La baisse du nombre de suicides masque peut-être également des tendances inquiétantes pour les communautés marginalisées des États-Unis. Une étude sur les suicides dans le Maryland l'année dernière a conclu que le taux de suicide chez les Noirs avait doublé pendant la pandémie, tandis que le taux de suicide chez les Blancs avait diminué de moitié. Une analyse des suicides de 2020 dans le Connecticut a détecté une tendance similaire.

Les sondages de la Kaiser Family Foundation ont révélé qu'une proportion plus élevée d'Américains noirs et hispaniques signalant des symptômes d'anxiété ou de dépression pendant la pandémie. Les personnes classées comme travailleurs essentiels, en particulier les personnes de couleur, étaient deux fois plus susceptibles que les travailleurs non essentiels de déclarer qu'elles avaient sérieusement envisagé le suicide au cours des 30 derniers jours.

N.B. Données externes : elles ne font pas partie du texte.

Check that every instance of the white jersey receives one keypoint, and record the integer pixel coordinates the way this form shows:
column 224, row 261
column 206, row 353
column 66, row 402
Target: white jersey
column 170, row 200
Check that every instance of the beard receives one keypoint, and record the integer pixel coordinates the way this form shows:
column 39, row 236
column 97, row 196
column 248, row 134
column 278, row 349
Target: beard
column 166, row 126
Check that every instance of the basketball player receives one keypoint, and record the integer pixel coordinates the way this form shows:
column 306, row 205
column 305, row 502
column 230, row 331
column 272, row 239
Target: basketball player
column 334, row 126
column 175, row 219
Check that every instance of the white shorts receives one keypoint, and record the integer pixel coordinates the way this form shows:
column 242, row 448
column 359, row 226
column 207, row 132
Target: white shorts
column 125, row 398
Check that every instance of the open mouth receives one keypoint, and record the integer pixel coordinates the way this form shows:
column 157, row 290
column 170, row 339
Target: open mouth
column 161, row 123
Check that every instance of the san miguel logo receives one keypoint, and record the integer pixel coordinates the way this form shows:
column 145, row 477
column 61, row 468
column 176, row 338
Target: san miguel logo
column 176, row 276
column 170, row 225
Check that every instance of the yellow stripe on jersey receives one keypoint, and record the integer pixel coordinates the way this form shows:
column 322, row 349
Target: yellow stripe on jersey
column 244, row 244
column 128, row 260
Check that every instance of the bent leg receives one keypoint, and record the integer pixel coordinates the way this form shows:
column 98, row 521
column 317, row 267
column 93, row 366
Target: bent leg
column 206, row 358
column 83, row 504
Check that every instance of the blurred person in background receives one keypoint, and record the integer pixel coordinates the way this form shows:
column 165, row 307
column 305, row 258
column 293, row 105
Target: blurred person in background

Nous devons également attendre de voir les chiffres sur les surdoses intentionnelles et non intentionnelles, ce qui peut compliquer davantage le tableau. Volkow a souligné que les femmes sont plus susceptibles que les hommes de faire une overdose volontairement. Mais la collecte et l'analyse de ces données prennent du temps. Comme l'a fait remarquer M. Mulligan, une overdose relève de l'analyse chimique - une quantité létale d'un médicament était-elle présente au moment du décès ? - alors que la qualification de suicide est plus subjective.

La difficulté de différencier un suicide d'une overdose est l'une des raisons pour lesquelles le terme générique de "morts de désespoir" a gagné un tel succès. Dans l'ensemble, il n'y a finalement aucune bonne nouvelle dans ces nouvelles données.

Ce qui est clair, c'est que l'année dernière, en plus de tous les décès directement dus au Covid-19 lui-même, beaucoup plus d'Américains sont morts d'une manière qui suggère un profond désespoir social et existentiel. Si le taux de suicide augmente dans les mois et les années à venir, comme l'expérience le suggère, le bilan de la pandémie ne fera que s'alourdir.